One of the big questions looming over the Cleveland front office this offseason was answered on Thursday morning as the Indians announced that Carl Willis has been named as the team’s pitching coach for the 2018 season.
The Indians were quick to fill some very big shoes on manager Terry Francona’s coaching staff after losing the successful Mickey Callaway to the New York Mets on Monday, where he will serve as the team’s manager.
“We started looking not just at names, but at attributes. And then Carl’s name kept coming up,” Francona said. “So, we moved quickly, because there was a lot of competition out there for pitching coaches. And the fact that he knows so many of our pitchers, he knows our organization, is a huge bonus. He’ll hit the ground running.”
Willis was one of several names speculated to be of interest to the Indians based on either experience or prior relationships to Francona. That list included Willis, recently fired Red Sox manager John Farrell (a former teammate of Francona with the Indians and a pitching coach on his staff in Boston), Curt Young (a longtime A’s pitching coach who worked with Francona in Boston in his final season there), and Mike Maddux (who signed with St. Louis on Thursday), and internal options like Ruben Niebla, Jason Bere, and Steve Karsay.
It will mark the fourth different time that Willis has found himself in the Indians organization during his career in baseball.
He appeared in 41 games for the Indians’ Triple-A Colorado Springs affiliate in 1990 during a 13-year professional playing career that ended in 1995. Willis spent nine of those years in the Majors, split between the Tigers, Reds, White Sox, and Twins organizations.
Willis returned to the Indians in 1997, serving as a minor league pitching coach at five different levels for six seasons in total. He continued his progression up the organizational ladder, reaching the top level in 2003 when he was hired as the Indians’ pitching coach on new manager Eric Wedge’s staff. Willis had worked as Wedge’s pitching coach at Double-A Akron in 2000 and at Triple-A Buffalo in 2001 and 2002.
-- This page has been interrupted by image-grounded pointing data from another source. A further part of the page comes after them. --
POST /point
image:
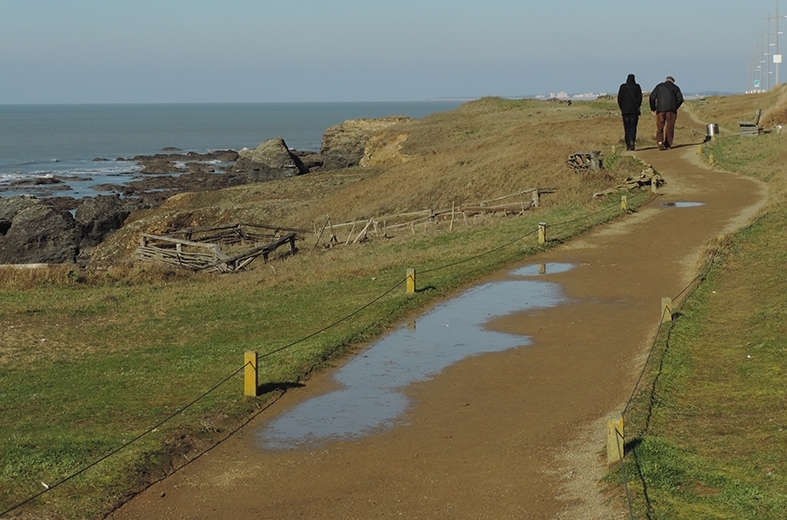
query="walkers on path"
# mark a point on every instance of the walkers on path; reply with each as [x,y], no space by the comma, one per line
[630,101]
[665,100]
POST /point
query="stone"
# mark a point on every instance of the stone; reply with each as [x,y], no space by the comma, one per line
[271,160]
[343,145]
[31,232]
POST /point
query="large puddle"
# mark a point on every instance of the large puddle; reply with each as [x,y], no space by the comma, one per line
[371,398]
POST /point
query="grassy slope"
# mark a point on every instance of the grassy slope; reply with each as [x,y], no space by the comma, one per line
[92,360]
[708,436]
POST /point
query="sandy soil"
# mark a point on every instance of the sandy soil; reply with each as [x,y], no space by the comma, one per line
[518,434]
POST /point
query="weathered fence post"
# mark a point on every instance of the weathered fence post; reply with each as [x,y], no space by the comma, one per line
[666,308]
[250,374]
[615,445]
[410,281]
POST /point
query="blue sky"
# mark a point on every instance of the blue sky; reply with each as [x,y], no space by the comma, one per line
[144,51]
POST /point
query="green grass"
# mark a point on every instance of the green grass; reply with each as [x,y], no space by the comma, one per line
[707,435]
[90,363]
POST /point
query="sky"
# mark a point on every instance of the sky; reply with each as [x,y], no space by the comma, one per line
[194,51]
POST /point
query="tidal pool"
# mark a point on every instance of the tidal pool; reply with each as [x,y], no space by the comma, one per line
[371,400]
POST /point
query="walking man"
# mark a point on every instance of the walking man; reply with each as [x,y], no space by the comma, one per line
[630,101]
[665,100]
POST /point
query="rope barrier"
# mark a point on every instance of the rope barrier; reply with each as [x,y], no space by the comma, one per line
[125,445]
[285,347]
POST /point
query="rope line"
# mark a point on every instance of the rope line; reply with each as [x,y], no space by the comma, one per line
[345,318]
[125,445]
[285,347]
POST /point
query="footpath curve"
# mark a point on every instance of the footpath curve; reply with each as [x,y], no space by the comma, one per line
[516,434]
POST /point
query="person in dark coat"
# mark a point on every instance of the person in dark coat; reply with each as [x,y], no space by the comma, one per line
[630,101]
[665,100]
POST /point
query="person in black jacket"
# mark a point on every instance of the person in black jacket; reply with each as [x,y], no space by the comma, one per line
[665,100]
[630,101]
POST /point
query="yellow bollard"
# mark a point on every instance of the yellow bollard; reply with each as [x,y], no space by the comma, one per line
[410,281]
[615,446]
[666,308]
[250,374]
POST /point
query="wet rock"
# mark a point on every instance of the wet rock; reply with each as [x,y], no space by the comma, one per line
[269,161]
[32,232]
[99,216]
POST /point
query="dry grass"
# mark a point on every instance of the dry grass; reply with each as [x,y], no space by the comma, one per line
[484,149]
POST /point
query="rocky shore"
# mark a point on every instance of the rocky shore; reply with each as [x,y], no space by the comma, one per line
[56,229]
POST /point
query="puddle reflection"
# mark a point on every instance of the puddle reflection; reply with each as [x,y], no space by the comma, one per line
[371,397]
[683,204]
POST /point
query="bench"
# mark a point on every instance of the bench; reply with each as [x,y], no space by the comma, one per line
[749,128]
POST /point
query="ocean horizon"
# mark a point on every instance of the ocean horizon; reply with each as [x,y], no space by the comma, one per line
[85,144]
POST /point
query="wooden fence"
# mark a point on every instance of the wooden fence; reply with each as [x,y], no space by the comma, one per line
[199,249]
[359,230]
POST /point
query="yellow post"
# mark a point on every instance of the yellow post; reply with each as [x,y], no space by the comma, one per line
[410,281]
[666,308]
[250,374]
[615,441]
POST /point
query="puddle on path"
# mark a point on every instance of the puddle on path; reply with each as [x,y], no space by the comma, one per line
[371,397]
[683,204]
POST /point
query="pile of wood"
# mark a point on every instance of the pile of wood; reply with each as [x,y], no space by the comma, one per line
[582,162]
[648,179]
[198,249]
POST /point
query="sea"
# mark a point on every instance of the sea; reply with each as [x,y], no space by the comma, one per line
[86,146]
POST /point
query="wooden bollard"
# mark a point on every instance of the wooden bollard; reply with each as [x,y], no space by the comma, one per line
[250,374]
[666,308]
[542,232]
[615,439]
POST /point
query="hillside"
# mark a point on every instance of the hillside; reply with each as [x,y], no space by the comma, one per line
[482,150]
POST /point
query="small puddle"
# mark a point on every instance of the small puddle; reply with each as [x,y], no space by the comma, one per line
[371,397]
[683,204]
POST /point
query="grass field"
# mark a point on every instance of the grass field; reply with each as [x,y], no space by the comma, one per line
[707,435]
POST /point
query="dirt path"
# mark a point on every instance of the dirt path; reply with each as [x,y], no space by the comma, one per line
[515,434]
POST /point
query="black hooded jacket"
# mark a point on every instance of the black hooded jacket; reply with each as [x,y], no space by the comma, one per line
[666,97]
[630,97]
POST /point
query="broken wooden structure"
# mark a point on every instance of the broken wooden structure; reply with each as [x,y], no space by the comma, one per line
[328,234]
[199,248]
[648,179]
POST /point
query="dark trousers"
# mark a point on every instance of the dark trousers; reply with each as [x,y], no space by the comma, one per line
[630,128]
[665,127]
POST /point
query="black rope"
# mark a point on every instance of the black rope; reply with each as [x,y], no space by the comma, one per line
[125,445]
[280,349]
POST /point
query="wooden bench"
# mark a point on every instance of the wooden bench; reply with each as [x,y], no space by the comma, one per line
[749,128]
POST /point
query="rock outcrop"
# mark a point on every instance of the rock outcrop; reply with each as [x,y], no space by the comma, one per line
[99,216]
[32,232]
[343,145]
[269,161]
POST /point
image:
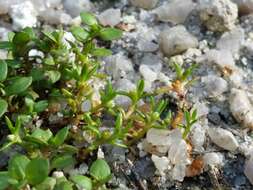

The rebuilding Indians started out slow with a 68-94 season in 2003, but climbed to 80-82 in 2004 and a second place finish in 2005 with a 93-69 record that was marred by a late season collapse. After a disappointing fourth place finish the following season, the Indians won the AL Central in 2007 and came one win away from the World Series, but collapsed back to the .500 mark in 2008.
Wedge and his staff were let go following the 2009 season, one in which the Indians finished 65-97 and dumped several key players. Willis started the 2010 season as a minor league pitching coordinator for Seattle and became the team’s pitching coach in August when the Mariners fired manager Don Wakamatsu, performance coach Steve Hecht, bench coach Ty Van Burkleo (currently Francona’s hitting coach), and pitching coach Rick Adair. Wedge was hired by the Mariners beginning with the 2011 season and Willis was retained on the staff until both were let go following the 2013 season.
Willis joined the Indians organization for a third time in 2014, when he worked as a special assistant. In 2015, he moved back to his familiar pitching coach role, working at Triple-A with the Clippers, but in May of that season, he was hired by the Boston Red Sox as their pitching coach. That time came to an end at the completion of the Red Sox’s 2017 season, when Farrell was let go and his staff were allowed to pursue other jobs.
“It’s a situation that’s hard to find elsewhere,” said Willis about the opportunity to return to the Indians again. “That, along with the fact that I did come back for a brief period of time in 2014 and early 2015, and knowing a few of the pitchers, and knowing still most of the staff, it’s just a very comfortable situation.”
Willis had also reportedly interviewed for the pitching coach job with his former club, the Minnesota Twins, prior to rejoining the Tribe.
“There were other opportunities,” said Willis, “but those opportunities didn’t include Kluber, Bauer, Carrasco, Salazar – names of that quality. That’s very exciting and appealing.”
He will inherit a well-constructed pitching staff, one that reached record levels during the 2017 season despite the club’s quick exit in the postseason.
The 56-year-old Willis has a solid track record of working with some of the best pitchers in the game. During his first stint as the Indians’ pitching coach, he saw two of his starting pitchers (CC Sabathia in 2007; Cliff Lee in 2008) take home the American League’s Cy Young Award. While with the Mariners, Felix Hernandez won the award in 2010, and during his time with the Red Sox, Rick Porcello won the top pitching honor in the AL in 2016.
There is a chance that Willis could add a fifth name to that list next month, as Boston’s Chris Sale is one of the top candidates for the pitching hardware this season. Sale’s most significant competitor for the award is Corey Kluber, who Willis will get to know much better next season and in the years to follow.